かつて六年前の春、慶應大学に入学した頃、日吉キャンパス来往舎の十数階の吹き抜けの広い空間で、新入生歓迎を名目に行われた吉増剛造さんと笠井叡さんのセッションを観た。お二人のことはそこで存じあげた。『閃光のスフィア―レクイエム』と題されたその公演が、何に向かう「鎮魂」であるのか当時は考えもしなかった、ただただ衝撃だった、吉増さんの詩の朗読が低く地を震わせ、笠井さんの舞踏が高く空を飛翔していた)

余話2(
冒頭に述べた訳者の一人吉田恭子さんはいまは立命館大学の教授になられたようだが、長く慶應大学で教鞭をとっておられ、大学二年のころ英語の講義で先生だった。五年前の春のこと。

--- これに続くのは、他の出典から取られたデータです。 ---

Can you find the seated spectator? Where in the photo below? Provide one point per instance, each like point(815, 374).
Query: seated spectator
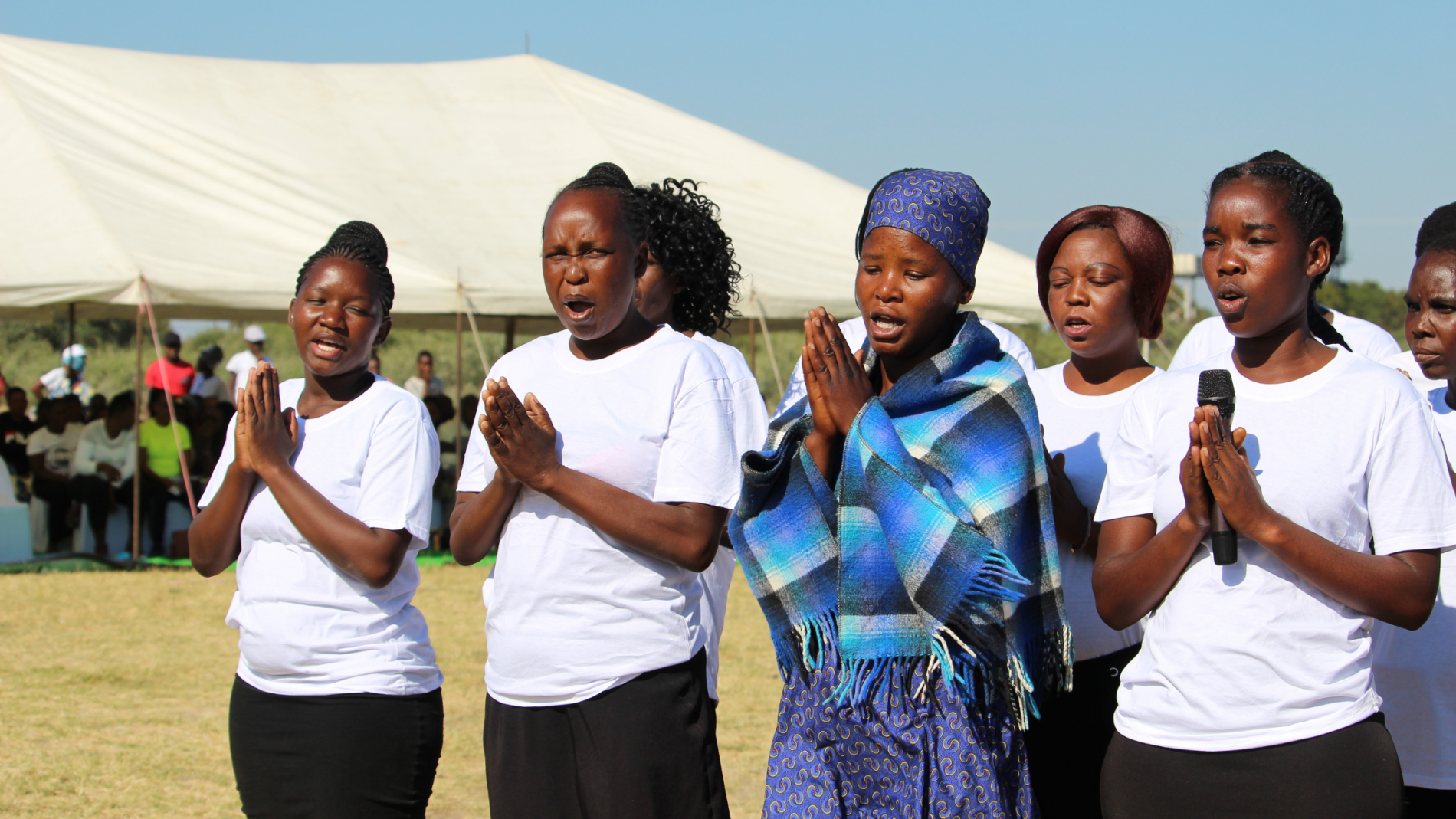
point(51, 448)
point(160, 466)
point(424, 383)
point(66, 380)
point(15, 430)
point(178, 373)
point(103, 464)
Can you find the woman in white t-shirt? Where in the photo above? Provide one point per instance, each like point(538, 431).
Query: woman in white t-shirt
point(1252, 693)
point(690, 284)
point(606, 490)
point(1415, 671)
point(322, 496)
point(1103, 275)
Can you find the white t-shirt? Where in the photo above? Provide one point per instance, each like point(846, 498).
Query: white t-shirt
point(1252, 655)
point(855, 335)
point(576, 613)
point(239, 365)
point(750, 427)
point(1415, 671)
point(100, 448)
point(1084, 428)
point(57, 447)
point(1405, 362)
point(305, 626)
point(1212, 336)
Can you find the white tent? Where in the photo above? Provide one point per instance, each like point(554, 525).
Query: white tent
point(213, 179)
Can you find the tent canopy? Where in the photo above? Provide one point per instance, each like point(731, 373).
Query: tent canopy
point(215, 179)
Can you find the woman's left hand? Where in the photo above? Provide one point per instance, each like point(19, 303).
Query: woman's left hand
point(271, 432)
point(1231, 477)
point(520, 434)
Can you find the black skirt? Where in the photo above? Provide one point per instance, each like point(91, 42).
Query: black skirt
point(341, 755)
point(645, 749)
point(1352, 773)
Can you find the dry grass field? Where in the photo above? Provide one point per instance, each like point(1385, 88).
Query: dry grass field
point(114, 694)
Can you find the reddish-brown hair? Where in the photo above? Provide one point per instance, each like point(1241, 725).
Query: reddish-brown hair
point(1146, 246)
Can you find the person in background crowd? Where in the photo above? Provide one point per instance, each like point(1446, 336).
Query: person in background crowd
point(375, 365)
point(690, 284)
point(210, 406)
point(66, 380)
point(1212, 336)
point(51, 448)
point(1415, 671)
point(1436, 226)
point(897, 531)
point(244, 361)
point(1252, 693)
point(105, 463)
point(207, 385)
point(1103, 275)
point(160, 466)
point(97, 409)
point(322, 500)
point(178, 373)
point(424, 382)
point(606, 489)
point(15, 430)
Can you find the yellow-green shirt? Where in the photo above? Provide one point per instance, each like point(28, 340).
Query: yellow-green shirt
point(162, 447)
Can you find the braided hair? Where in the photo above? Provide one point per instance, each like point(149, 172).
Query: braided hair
point(1310, 201)
point(609, 176)
point(359, 242)
point(684, 238)
point(1439, 224)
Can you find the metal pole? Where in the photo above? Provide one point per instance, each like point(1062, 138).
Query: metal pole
point(459, 396)
point(136, 473)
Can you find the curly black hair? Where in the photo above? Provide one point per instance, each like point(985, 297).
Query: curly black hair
point(684, 238)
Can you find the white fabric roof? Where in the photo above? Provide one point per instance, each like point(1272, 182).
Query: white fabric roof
point(218, 178)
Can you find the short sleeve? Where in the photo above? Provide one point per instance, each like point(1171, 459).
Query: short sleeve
point(399, 473)
point(1132, 469)
point(478, 469)
point(225, 460)
point(1408, 489)
point(699, 460)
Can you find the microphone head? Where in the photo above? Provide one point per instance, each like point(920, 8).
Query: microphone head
point(1216, 388)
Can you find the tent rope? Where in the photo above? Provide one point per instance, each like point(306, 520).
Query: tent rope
point(172, 411)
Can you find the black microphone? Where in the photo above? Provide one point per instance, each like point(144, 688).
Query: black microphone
point(1216, 388)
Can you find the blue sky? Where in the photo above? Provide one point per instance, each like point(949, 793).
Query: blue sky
point(1048, 105)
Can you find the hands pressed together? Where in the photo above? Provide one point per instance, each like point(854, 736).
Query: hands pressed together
point(520, 434)
point(838, 388)
point(1216, 469)
point(267, 432)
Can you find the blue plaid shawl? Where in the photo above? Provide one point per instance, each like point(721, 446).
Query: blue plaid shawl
point(935, 547)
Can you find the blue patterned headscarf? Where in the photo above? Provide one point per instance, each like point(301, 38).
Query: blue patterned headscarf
point(943, 207)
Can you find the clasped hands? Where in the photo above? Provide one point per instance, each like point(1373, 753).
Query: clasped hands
point(267, 432)
point(520, 435)
point(833, 377)
point(1216, 469)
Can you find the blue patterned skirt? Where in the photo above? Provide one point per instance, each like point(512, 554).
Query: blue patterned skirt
point(899, 757)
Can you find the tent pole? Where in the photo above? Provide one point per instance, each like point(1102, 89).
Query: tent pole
point(136, 444)
point(459, 396)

ジョージ・オーウェルの”Why I Write”をテクストとしていた。このタイトルに惹かれて講義を選択したのが落とし穴だった。テクストの中で数ページに満たないこのエッセイ”Why I Write”を読み終えた後は、同テクストに含まれる英国における政治論がひたすら続き、当時の私は早々に興味を失った。”Why I Write”が目的だったのだ。
吉田さんは大らかな人柄だったが、たしか予習を放棄したせいで怒られそれ以降出席を放棄した。当然単位を落とし、必修の講義だったので進級できなかった。反省している。オーウェルといえば、先月『一九八四年』をようやく読んだ。面白かった)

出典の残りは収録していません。